Afrique: Préparatifs de la CAN Edith-Lucie-Bongo - Ondimba - Le temps joue contre les Diables rouges

La préparation des Diables rouges seniors dames à la troisième édition du Challenge Edith-Lucie-Bongo-Ondimba prévue du 11 au 20 juin au Cameroun a été au menu de la réunion d'urgence le 12 mai entre le ministre des Sports et de l'Education physique Hugues Ngouélondélé et les dirigeants de la Fédération congolaise de handball.

Au cours de la réunion, Younes Tatby, le sélectionneur, a dévoilé les raisons pour lesquelles il s'est engagé pour le Congo. Le Marocain veut qualifier le Congo à la phase finale de la Coupe du monde. « Si j'ai accepté de venir travailler pour le Congo, c'est pour faire des résultats et aller à la Coupe du monde. C'est une mission kamikaze au début... On a pris ce défi et je suis venu pour partir à la Coupe du monde », a-t-il déclaré.

Toutes les conditions devraient être réunies pour relever un tel défi à commencer par la bonne préparation. Mais, le temps et les circonstances ne plaident malheureusement pas en faveur des Diables rouges seniors dames. A moins d'un mois de compétition, la préparation des seniors dames congolaises entamée depuis le 27 février a pris un train de retard. Les Diables rouges ne sont pas encore outillées, a souligné César Dzota. L'incertitude règne aussi quant à la participation des joueuses de la diaspora.

Les moyens devraient être débloqués pour permettre au sélectionneur d'avoir l'effectif à la taille de ses ambitions d'autant plus que les filles sur lesquelles compte Younes Tatby, réclament leur prime de naturalisation. Selon le diagnostic fait par lui, il y a une classe d'écart entre la République démocratique du Congo et le Cameroun qui comptent respectivement neuf et dix athlètes qui jouent en D1 sur le Congo qui n'en compte que quatre qui évoluent en D2. Malgré ce constat, le sélectionneur est motivé par ce grand challenge qu'il entend relever avec elles.

Le technicien marocain a toutefois prévu un plan B en cas d'absence des joueuses de la diaspora. « J'ai un autre plan B avec les joueuses locales. On va se battre avec elles mais on doit être clair. Qu'est-ce que nous voulons avec ces filles locales ? Est-ce qu'on cherche les résultats ? Si oui, il nous reste 24 jours exactement de la compétition. On va se préparer tranquillement », a-t-il assuré.

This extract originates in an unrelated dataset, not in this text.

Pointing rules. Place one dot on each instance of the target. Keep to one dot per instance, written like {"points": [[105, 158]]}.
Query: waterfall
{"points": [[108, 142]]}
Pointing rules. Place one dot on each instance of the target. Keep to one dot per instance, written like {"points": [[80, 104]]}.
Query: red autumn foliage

Les Diables rouges devraient se contenter d'une préparation locale. Tous les projets des matches de préparation avec l'Angola et la Tunisie sont tombés dans l'eau. L'Angola, a souligné le sélectionneur, est repartie en Pologne. Ce qui pourrait fausser les données. « On reste ici pour faire des matches amicaux. Est-ce que c'est suffisant pour aller en Coupe du monde ? Je ne pense pas. Je suis sous la politique sportive du ministère des Sports. Est-ce qu'on veut un développement du handball congolais. Ainsi, on va travailler pour toucher tous les axes du développement ou bien on veut juste partir pour faire de la figuration. Je ne suis pas venu pour ça. Mais, si on fait un projet de deux ans, ça peut avancer », a-t-il commenté.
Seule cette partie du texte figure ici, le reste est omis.